Wall Street > Rédigé le 6 Janvier 1999
Pourquoi Wall Street tiendra :
La Bourse américaine est plus solide qu'on le craint.

Chiffres
Une baisse de Wall Street risque-t-elle de casser le moral des consommateurs américains et de plonger le monde en récession? Cette crainte est à peine exagérée quand on sait que leur optimisme vient en grande partie de leurs gains boursiers. A l'inverse, si la Bourse chute et que ces gains s'évanouissent, les ménages se serreront la ceinture. Une menace sérieuse quand on sait que l'appétit du consommateur américain est l'un des derniers moteurs de la croissance mondiale. Frappés de plein fouet par la crise asiatique les Etats-Unis ont vu leurs exportations chuter et n'ont échappé à la récession que grâce aux dépenses de leurs concitoyens.

La nouvelle envolée de 27% de Wall Street l'an dernier a largement alimenté cette euphorie. Mais la hausse est peut-être excessive alors que les inquiétudes ne manquent pas. Les profits des entreprises risquent, notamment, de décevoir les investisseurs. Par ailleurs, cet optimisme obstiné génère des déséquilibres inquiétants. Depuis quatre ans, les dépenses progressent plus vite que les revenus et, aujourd'hui, les Américains dépensent plus qu'ils ne gagnent. Cette déconnexion qui ne tient qu'à la bonne humeur de Wall Street paraît extrêmement vulnérable. Pourtant, la catastrophe n'est probablement pas pour cette année.

1) Quelles inquiétudes sur Wall Street?
Premier indicateur d'alerte pour la Bourse américaine: les entreprises vont moins bien et les milieux d'affaire sont inquiets. Dans l'industrie, l'indice de confiance des directeurs d'achat a chuté à un niveau qui n'est habituellement observé qu'à la veille d'une récession. Ces derniers sont particulièrement préoccupés par l'effondrement de leurs commandes venant de l'étranger. En plus, avec la concurrence des pays asiatiques, les entreprises doivent baisse leurs prix et rogner sur leurs marges.

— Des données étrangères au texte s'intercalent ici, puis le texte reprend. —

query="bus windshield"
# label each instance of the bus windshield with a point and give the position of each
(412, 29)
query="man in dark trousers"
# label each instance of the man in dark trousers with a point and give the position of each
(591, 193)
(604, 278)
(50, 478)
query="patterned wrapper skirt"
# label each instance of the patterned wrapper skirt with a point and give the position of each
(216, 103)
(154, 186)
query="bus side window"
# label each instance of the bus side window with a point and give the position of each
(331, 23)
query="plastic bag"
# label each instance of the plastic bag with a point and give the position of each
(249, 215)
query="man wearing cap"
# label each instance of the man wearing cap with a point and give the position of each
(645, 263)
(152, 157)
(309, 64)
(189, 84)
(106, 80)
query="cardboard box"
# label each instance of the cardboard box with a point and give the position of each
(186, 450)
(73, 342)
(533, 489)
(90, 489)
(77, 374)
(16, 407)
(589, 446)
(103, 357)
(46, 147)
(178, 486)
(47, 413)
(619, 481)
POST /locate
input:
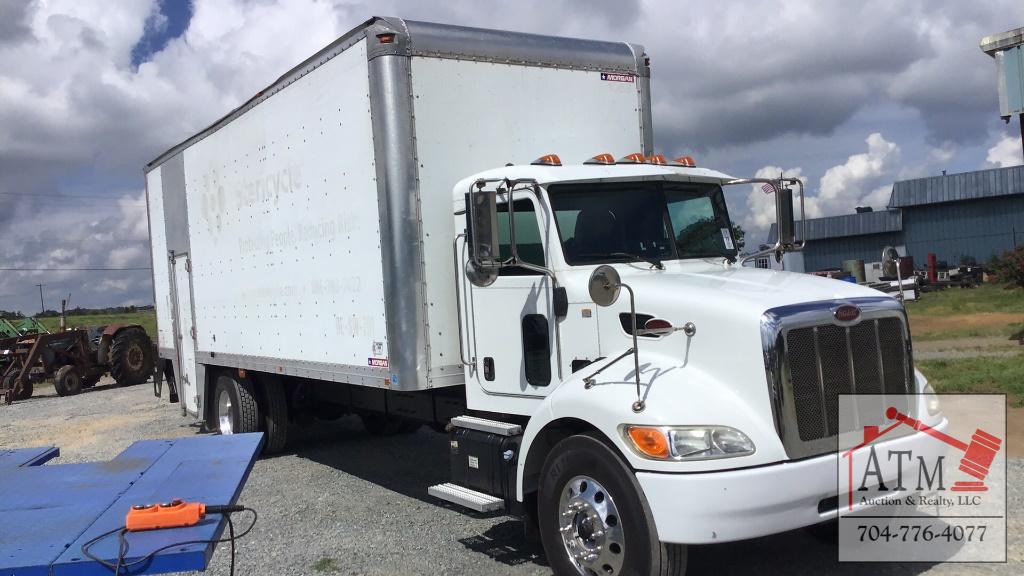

Résultat, selon les prévisions recueillies auprès des analystes financiers par le bureau d'étude IBES, les profits des 500 premières entreprises américaines auraient déjà enregistré en recul de 0,5% en 1998. La première année de baisse des profits depuis la récession du début de la décennie. Et les analystes sont probablement trop optimistes sur le rebond de 1999. "Nous nous attendons à ce que la croissance des profits s'établisse entre 5% et 7%, confie Joseph Abbott, directeur des études chez IBES, bien en dessous des 17% de croissance attendus par les analystes."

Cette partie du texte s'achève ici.